Darryle Pollack says
I think that’s the part that sticks with me most—how life seems normal and then everything can change in the blink of an eye—it happens every day to individuals, and 9/11 changed everything for the whole world.
Thanks so much, Susan.
Darryle Pollack says
Lois, what a sweet thing to say–or think; I’m really touched, and appreciative. Thank YOU!
Darryle Pollack says
Hugs to you, too—glad Carolyn’s story can touch other lives even in a small way the way she touched so many when she was here. Thank you.
Darryle Pollack says
I think that’s the first day my kids will remember where they were when they learned— the way our generation felt the day JFK died. Tragic as they are, those are days that really pull the whole country together in grief. Thanks, Melissa.
Darryle Pollack says
It’s really illuminating and interesting to learn that even in Europe this day is remembered and memorialized that way. Of course by now maybe you’ve heard that during the moment of silence this morning observed by the President and other TV networks, the Today Show continued without the moment of silence instead running an interview with Kris Jenner. Hard to believe, right? Thanks for checking in from Italy!
Richard citron says
Hadn’t heard that. Sad … but not surprising. Too many Americans know less and care less about what’s happening in their own country than many … most … foreigners do. Press coverage of what’!s happening over there is more serious … can I say more adult, more responsible … than our own coverage.
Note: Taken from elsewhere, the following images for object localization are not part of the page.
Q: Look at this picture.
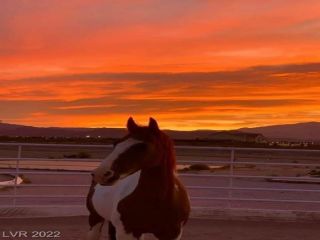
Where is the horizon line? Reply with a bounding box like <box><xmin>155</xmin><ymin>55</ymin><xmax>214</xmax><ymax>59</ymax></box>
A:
<box><xmin>1</xmin><ymin>120</ymin><xmax>319</xmax><ymax>132</ymax></box>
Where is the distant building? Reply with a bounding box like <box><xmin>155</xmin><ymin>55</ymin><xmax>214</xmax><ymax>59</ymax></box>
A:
<box><xmin>269</xmin><ymin>138</ymin><xmax>315</xmax><ymax>147</ymax></box>
<box><xmin>208</xmin><ymin>131</ymin><xmax>266</xmax><ymax>143</ymax></box>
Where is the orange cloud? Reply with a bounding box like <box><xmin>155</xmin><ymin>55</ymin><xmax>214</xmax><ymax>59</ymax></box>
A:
<box><xmin>1</xmin><ymin>63</ymin><xmax>320</xmax><ymax>130</ymax></box>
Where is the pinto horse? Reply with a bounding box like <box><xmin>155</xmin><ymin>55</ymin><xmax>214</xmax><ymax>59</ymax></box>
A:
<box><xmin>86</xmin><ymin>117</ymin><xmax>190</xmax><ymax>240</ymax></box>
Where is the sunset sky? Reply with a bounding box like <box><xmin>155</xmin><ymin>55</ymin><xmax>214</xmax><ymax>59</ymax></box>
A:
<box><xmin>1</xmin><ymin>0</ymin><xmax>320</xmax><ymax>130</ymax></box>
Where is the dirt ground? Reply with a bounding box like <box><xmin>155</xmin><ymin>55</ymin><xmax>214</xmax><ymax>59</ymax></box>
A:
<box><xmin>0</xmin><ymin>216</ymin><xmax>320</xmax><ymax>240</ymax></box>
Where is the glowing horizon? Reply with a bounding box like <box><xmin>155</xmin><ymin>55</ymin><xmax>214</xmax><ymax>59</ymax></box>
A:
<box><xmin>1</xmin><ymin>1</ymin><xmax>320</xmax><ymax>130</ymax></box>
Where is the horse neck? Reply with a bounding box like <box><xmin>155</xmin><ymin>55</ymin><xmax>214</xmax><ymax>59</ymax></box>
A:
<box><xmin>139</xmin><ymin>154</ymin><xmax>176</xmax><ymax>201</ymax></box>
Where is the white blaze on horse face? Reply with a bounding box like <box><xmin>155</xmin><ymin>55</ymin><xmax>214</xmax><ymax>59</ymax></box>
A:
<box><xmin>92</xmin><ymin>138</ymin><xmax>142</xmax><ymax>183</ymax></box>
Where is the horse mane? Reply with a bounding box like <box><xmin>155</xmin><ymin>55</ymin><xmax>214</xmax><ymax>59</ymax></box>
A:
<box><xmin>156</xmin><ymin>131</ymin><xmax>176</xmax><ymax>200</ymax></box>
<box><xmin>129</xmin><ymin>124</ymin><xmax>177</xmax><ymax>200</ymax></box>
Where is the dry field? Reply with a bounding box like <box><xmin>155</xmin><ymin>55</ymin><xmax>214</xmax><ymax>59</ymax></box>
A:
<box><xmin>1</xmin><ymin>145</ymin><xmax>320</xmax><ymax>175</ymax></box>
<box><xmin>0</xmin><ymin>216</ymin><xmax>320</xmax><ymax>240</ymax></box>
<box><xmin>1</xmin><ymin>145</ymin><xmax>320</xmax><ymax>211</ymax></box>
<box><xmin>1</xmin><ymin>145</ymin><xmax>320</xmax><ymax>239</ymax></box>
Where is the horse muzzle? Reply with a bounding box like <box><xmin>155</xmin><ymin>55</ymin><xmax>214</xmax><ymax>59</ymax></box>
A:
<box><xmin>91</xmin><ymin>169</ymin><xmax>119</xmax><ymax>186</ymax></box>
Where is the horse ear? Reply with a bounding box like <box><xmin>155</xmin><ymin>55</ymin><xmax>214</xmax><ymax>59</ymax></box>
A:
<box><xmin>127</xmin><ymin>117</ymin><xmax>138</xmax><ymax>133</ymax></box>
<box><xmin>148</xmin><ymin>117</ymin><xmax>159</xmax><ymax>131</ymax></box>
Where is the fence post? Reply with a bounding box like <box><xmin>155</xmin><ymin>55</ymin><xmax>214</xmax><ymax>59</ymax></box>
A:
<box><xmin>13</xmin><ymin>145</ymin><xmax>22</xmax><ymax>207</ymax></box>
<box><xmin>228</xmin><ymin>148</ymin><xmax>235</xmax><ymax>208</ymax></box>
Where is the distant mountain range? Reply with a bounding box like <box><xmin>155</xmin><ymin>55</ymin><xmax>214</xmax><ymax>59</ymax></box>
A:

Just today, 12 September, RAI ran a detailed three hour documentary on the days events duriing 9/11/2001 more detailed and with sources that I never saw on American TV.
Mary Carde says
Dear Darryle, I just read the above post and am so happy that you wrote about Carolyn. I, too, remember her and the twins from our days at Westland. I also remember that infamous day when her car rolled thru the wall of Harriet’s office. Several times, David had the twins over and Carolyn and I sat at the kitchen table, watching our kids romp around the back yard. Indeed, she was so full of life, so vibrant that I was utterly stunned that she was on one of those 9/11 planes – could not process that she was dead. I think of her from time-to-time, but particularly on 9/11. I think she’d be utterly astonished that she made such an impact on us that she is forever in our warmest thoughts and memories.
Marci Rich says
Darryle, your honest, unflinching, poignant essay is unforgettable. And for that reason, I will also remember Carolyn Beug. Hugs, Marci
Chloe says
Fate is cruel. Or kind. We just never know, do we? One minute our life goes this way, and the next minute something completely unexpected and unplanned happens that twists it all into a pretzel.
I am sorry for the loss of your friend. Thank you for telling us about her. I can’t imagine what 9/11 must be like for her children, year after year. What a horrible day that was and still is for me, and I didn’t lose anyone. I don’t think I’ve ever felt really right since it happened. It is like the earth turned on its axis and nothing has been the same since.
mindy says
What a beautiful tribute. I have a knot in my stomach just thinking about how tragic this story is. So many bright and shining stars were lost that day. The world will never be the same.
Darryle Pollack says
Mary, how great to read this and how thoughtful to share your memories of Carolyn. I think knowing her made it even harder to process the entire 9/11 tragedy. Who could have ever imagined such a thing? Thanks so much, wonderful to hear from you.
Darryle Pollack says
Thanks so much, Marci–Your post on 9/11 is equally unforgettable–what an amazing story! For a change it’s a happier story about 9/11. Here’s the link
http://themidlifesecondwife.com/2012/09/11/the-man-who-wasnt-there-a-911-post-revisited/
Darryle Pollack says
Your last sentence—so true! Perfectly expresses it. It’s unimaginable to even begin to imagine a family–all of those families–losing loved ones this way. Thanks so much, Chloe.
Darryle Pollack says
Thanks, Mindy–I feel that way when I read any of the stories about people who died that day—I consumed every story I could find at the time—and each family has such a hole that will never be filled. So tragic.
Beth Gainer says
Beautifully poignant. You have kept Carolyn’s memory alive.